We can't say when the obituaries of the CBS news division will finally be written, but we now know what it will say on the tombstone: "Fake But Accurate!"

The phrase first appeared in a September 15, 2004, New York Times article about CBS's "exclusive": Texas National Guard memos attesting to dereliction of duty by George W. Bush, memos supposedly typed in 1972 and 1973 but actually produced on a personal computer. All credit to the Times headline writer, but he was only crystallizing CBS's corrupt defense of its bogus story. Dan Rather admitted he'd been chasing the story for five years--proof that there was something in George W. Bush's National Guard record that would convince people not to vote for him. And he wasn't about to let a faked document or two get in the way. As he said when the memos were first questioned, "I know that this story is true."

We don't know, but we suspect, that when Rather wasn't pursuing his Great White Whale of a story, he was watching way too much Celebrity Poker. Because when Rather's memos got laughed out of court by millions of Internet-empowered fact-checkers, he didn't fold. Instead, he grabbed CBS's entire pile of chips and bluffed: "All in."

Bloggers have owned the CBS story from the start, so we'll give the last word here to our favorite, James Lileks: "The whole 'fake but accurate' line shows how tone-deaf these people are; it's like saying a body in a

pine box is 'dead but lifelike.' It boggles, it really does: the story is true, the evidence is faked, but the evidence reflects the evidence we have not yet presented that proves our conclusion--ergo, we're telling the truth. . . . Look. They're fake. CBS . . . pursued the story for years, and in the end they lost perspective, just as lousy pilots become disoriented in bad weather and think they're flying level when they're actually heading down at a 45 degree angle. . . . The fruit of the poisoned tree, baked in a nice pie, smashed in the face of the accuser."

Baerly Believable

Writing in the September 27 issue of the Nation, bestselling author and former CIA operative Robert Baer wants us to know that David Ray Griffin--author of The New Pearl Harbor: Disturbing Questions About the Bush Administration and 9/11 and a professor at the Claremont School of Theology--is "a thoughtful, well-informed theologian" who "feels he has no choice" when it comes to spreading the crackpot anti-Bush conspiracy theories in his book. However, "the catastrophic failures" of that "awful day" are "so implausible and the lies about Iraq so blatant" that Griffin just had to write The New Pearl Harbor (you know, like the one FDR let happen).

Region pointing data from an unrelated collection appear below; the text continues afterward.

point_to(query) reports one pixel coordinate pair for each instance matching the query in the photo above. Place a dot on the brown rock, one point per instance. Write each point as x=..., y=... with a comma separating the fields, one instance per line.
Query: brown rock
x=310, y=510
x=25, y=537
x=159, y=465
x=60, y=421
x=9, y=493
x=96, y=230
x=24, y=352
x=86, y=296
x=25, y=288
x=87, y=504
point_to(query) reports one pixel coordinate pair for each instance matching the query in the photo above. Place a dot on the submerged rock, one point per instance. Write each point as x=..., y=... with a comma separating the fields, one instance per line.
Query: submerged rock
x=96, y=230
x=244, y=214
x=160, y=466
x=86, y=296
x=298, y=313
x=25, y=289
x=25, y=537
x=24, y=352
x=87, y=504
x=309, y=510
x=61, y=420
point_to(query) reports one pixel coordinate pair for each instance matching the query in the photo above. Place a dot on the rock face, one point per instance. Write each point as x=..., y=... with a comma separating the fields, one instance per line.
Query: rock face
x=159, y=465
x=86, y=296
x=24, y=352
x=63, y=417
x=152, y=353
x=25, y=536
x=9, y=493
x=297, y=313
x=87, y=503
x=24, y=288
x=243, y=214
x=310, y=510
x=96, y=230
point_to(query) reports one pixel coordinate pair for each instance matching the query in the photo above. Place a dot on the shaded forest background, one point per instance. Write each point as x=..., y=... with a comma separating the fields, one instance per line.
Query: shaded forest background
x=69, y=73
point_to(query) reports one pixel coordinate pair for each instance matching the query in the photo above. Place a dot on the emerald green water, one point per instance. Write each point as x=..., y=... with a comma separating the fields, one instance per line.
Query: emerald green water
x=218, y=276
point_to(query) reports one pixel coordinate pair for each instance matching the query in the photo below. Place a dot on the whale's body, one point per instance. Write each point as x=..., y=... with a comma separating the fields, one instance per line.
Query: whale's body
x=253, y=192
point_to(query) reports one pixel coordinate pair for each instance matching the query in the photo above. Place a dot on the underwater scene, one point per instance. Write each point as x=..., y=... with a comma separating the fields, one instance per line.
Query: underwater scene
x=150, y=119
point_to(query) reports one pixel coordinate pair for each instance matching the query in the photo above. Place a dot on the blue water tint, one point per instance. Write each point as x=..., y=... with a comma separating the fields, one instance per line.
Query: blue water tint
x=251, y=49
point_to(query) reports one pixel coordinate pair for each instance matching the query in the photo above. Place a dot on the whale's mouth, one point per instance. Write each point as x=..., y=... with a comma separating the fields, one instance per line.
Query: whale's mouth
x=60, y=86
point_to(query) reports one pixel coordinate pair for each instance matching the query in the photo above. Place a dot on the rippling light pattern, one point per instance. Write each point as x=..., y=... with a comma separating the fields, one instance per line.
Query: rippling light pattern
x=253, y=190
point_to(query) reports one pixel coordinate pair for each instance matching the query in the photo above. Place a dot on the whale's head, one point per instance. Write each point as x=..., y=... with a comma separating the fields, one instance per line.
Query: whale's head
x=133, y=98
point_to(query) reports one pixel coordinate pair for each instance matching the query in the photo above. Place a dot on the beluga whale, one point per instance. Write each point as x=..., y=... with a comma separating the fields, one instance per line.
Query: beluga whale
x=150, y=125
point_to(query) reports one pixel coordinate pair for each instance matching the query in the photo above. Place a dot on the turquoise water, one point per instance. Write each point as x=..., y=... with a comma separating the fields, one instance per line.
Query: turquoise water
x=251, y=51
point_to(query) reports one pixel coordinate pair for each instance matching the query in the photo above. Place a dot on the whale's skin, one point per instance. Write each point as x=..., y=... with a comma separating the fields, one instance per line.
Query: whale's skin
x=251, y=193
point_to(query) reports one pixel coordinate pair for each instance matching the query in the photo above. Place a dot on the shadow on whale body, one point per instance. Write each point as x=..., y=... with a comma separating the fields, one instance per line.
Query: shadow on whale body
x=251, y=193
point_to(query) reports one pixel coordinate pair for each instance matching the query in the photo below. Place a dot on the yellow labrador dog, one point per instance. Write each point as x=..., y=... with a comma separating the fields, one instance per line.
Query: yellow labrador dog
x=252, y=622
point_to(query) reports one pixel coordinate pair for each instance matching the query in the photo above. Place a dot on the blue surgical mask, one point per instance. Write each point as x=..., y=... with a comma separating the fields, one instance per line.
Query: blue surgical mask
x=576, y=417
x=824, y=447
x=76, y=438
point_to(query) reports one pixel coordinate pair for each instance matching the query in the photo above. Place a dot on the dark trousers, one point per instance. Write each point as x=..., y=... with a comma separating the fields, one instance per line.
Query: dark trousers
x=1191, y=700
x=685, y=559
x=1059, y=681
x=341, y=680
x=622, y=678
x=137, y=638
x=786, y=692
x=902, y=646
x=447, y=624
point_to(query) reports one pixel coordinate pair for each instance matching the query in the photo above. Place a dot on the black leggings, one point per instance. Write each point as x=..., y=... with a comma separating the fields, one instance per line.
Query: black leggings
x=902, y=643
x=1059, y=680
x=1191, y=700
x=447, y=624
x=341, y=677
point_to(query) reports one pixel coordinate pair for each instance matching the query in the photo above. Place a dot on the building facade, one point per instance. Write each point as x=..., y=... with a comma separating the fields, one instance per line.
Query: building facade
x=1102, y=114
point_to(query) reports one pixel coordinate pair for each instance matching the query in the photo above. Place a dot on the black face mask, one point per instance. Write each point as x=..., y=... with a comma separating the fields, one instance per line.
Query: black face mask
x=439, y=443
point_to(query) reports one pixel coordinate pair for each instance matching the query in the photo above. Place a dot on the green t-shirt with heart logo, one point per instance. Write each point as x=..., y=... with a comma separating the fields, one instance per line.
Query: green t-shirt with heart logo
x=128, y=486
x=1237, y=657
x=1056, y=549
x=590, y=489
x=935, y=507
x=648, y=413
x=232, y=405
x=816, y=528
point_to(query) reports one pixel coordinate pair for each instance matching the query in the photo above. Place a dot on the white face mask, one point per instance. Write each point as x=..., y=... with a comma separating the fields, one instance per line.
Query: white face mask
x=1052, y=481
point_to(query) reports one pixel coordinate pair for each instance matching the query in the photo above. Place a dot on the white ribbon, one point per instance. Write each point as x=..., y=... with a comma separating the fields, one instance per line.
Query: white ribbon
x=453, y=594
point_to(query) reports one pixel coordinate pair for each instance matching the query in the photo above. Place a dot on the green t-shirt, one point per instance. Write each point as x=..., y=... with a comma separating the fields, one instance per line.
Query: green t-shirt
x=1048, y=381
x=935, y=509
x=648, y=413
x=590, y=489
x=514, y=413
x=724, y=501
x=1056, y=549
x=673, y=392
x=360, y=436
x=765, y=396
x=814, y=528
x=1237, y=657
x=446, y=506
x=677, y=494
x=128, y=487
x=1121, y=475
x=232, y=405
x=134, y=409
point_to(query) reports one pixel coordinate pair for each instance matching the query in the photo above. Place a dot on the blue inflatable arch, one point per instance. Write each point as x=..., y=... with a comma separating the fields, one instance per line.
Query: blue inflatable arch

Baer himself hasn't quite ended up out where the buses don't run. His unique contribution to literary apologetics is to blame Bush for Griffin's book--"What's different about this conspiracy theory," Baer writes, "is the degree to which it has been helped along by its main suspect: the Administration of George W. Bush." You see, "By consciously misleading Americans about Saddam Hussein's role in September 11 to justify an invasion, Bush answered the question every good conspiracy theory turns on: Who benefits?"